Malaise-trap metabarcoding dataset from temperate-zone forest Oregon, USA
Data files
Aug 24, 2023 version files 6.40 GB
Abstract
DNA-based biodiversity surveys involve collecting physical samples from survey sites and assaying the contents in the laboratory to detect species via their diagnostic DNA sequences. DNA-based surveys are increasingly being adopted for biodiversity monitoring and decision-making. The most commonly employed method is metabarcoding, which combines PCR with high-throughput DNA sequencing to amplify and then read `DNA barcode' sequences. This process generates count data indicating the number of times each DNA barcode was read. However, DNA-based data are noisy and error-prone, with several sources of variation. In this paper, we present a unifying modelling framework for DNA-based survey data, eDNAPlus, for the first time simultaneously allowing for key sources of variation, error and noise in the data-generating process. As we discuss, metabarcoding data alone cannot be used to estimate the species-specific amount of DNA present, or DNA concentration, at surveyed sites. Instead, we estimate changes in DNA biomass within species, across sites, and link those changes to environmental covariates, while accounting for between-species and between-sites correlation. Inference is performed using MCMC, where we employ Gibbs or Metropolis-Hastings updates with Laplace approximations. We further implement a re-parameterisation scheme, appropriate for crossed-effects models, leading to improved mixing, and an adaptive approach for updating latent variables, which reduces computation time. We discuss study design and present theoretical and simulation results to guide decisions on replication at different survey stages and on the use of quality control methods. Finally, we demonstrate the new framework on a dataset of Malaise-trap samples. Specifically, we quantify the effects of elevation and distance-to-road on each species, infer species correlations, and produce maps identifying areas of high biodiversity and species DNA biomass, which can be used to rank areas by conservation value. We also estimate the level of noise between sites and within sample replicates, and the probabilities of error at the PCR stage, which are found to be close to zero for most species considered, validating the employed laboratory processing.
Methods
Sample information: We collected 121 Malaise-trap samples from 89 sample sites in and around the HJ Andrews Experimental Forest and surroundings, Oregon, USA. Each sample was subjected to the Begum metabarcoding pipeline (described in `Yang, C.Y., Bohmann, K., Wang, X.Y., Wang, C., Wales, N., Ding, Z.L., Gopalakrishnan, S., Yu, D.W. (2021) Biodiversity Soup II: A bulk-sample metabarcoding pipeline emphasizing error reduction. Methods in Ecology and Evolution 12:1252-1264. doi: 10.1111/2041-210X.13602`.). In short, each sample was DNA-extracted and then PCR-amplified for a 313 base-pair fragment of the COI DNA-barcode gene (using the Leray-FolDegenRev primer pair, described in Yang et al. 2021). In the Begum pipeline, each sample is independently PCRd three times and then library prepped and sequenced on an Illumina sequencer (amplicon sequencing). Finally, we processed the Illumina output files to trim low-quality sequences, merge read pairs, and assign the orginating sample name to each read.

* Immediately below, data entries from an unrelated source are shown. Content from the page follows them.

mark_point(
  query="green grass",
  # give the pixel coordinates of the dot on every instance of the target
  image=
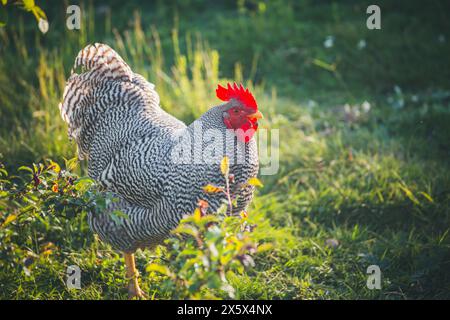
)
(376, 181)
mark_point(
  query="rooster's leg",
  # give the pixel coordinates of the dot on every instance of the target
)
(132, 274)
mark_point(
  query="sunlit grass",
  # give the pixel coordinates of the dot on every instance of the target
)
(377, 185)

Unlike in the standard Begum pipeline, we did not use the 3 separate PCRs per sample to detect and filter out erroneous sequences. Instead, we accepted all reads (i.e. by filtering at the no stringency: accepting reads if they appeared in ≥1 PCR with ≥1 read). This resulting fasta-format read dataset is the starting dataset for this archive (`data/seqs/folderhja2/hja_filtered_1pcr_1read.fna.gz`).
We wrote a custom pipeline to process `hja_filtered_1pcr_1read.fna.gz` and generate 3 separate sample x species tables (known technically as OTU tables, where OTU means Operational Taxonomic Unit), one table per PCR.
The 3 OTU tables are the raw inputs to eDNAPlus (<https://github.com/alexdiana1992/eDNAplus>).
Usage notes
The README file and the comments within the scripts listed below provide step-by-step instructions on how to reconstruct the 3 OTU tables from the raw sequencing file, which is also provided.
The first script (1_reformat_and_cluster_Begum_output_pipeline_20230806.sh) is a Unix bioinformatic pipeline, and the utility software packages are seqkit (https://bioinf.shenwei.me/seqkit) and vsearch (https://github.com/torognes/vsearch). The first script also calls a sub-script (1.1_sum_reads_for_usearch.R) written in R (https://cran.r-project.org) plus these R packages: tidyverse, seqinr, here, and glue.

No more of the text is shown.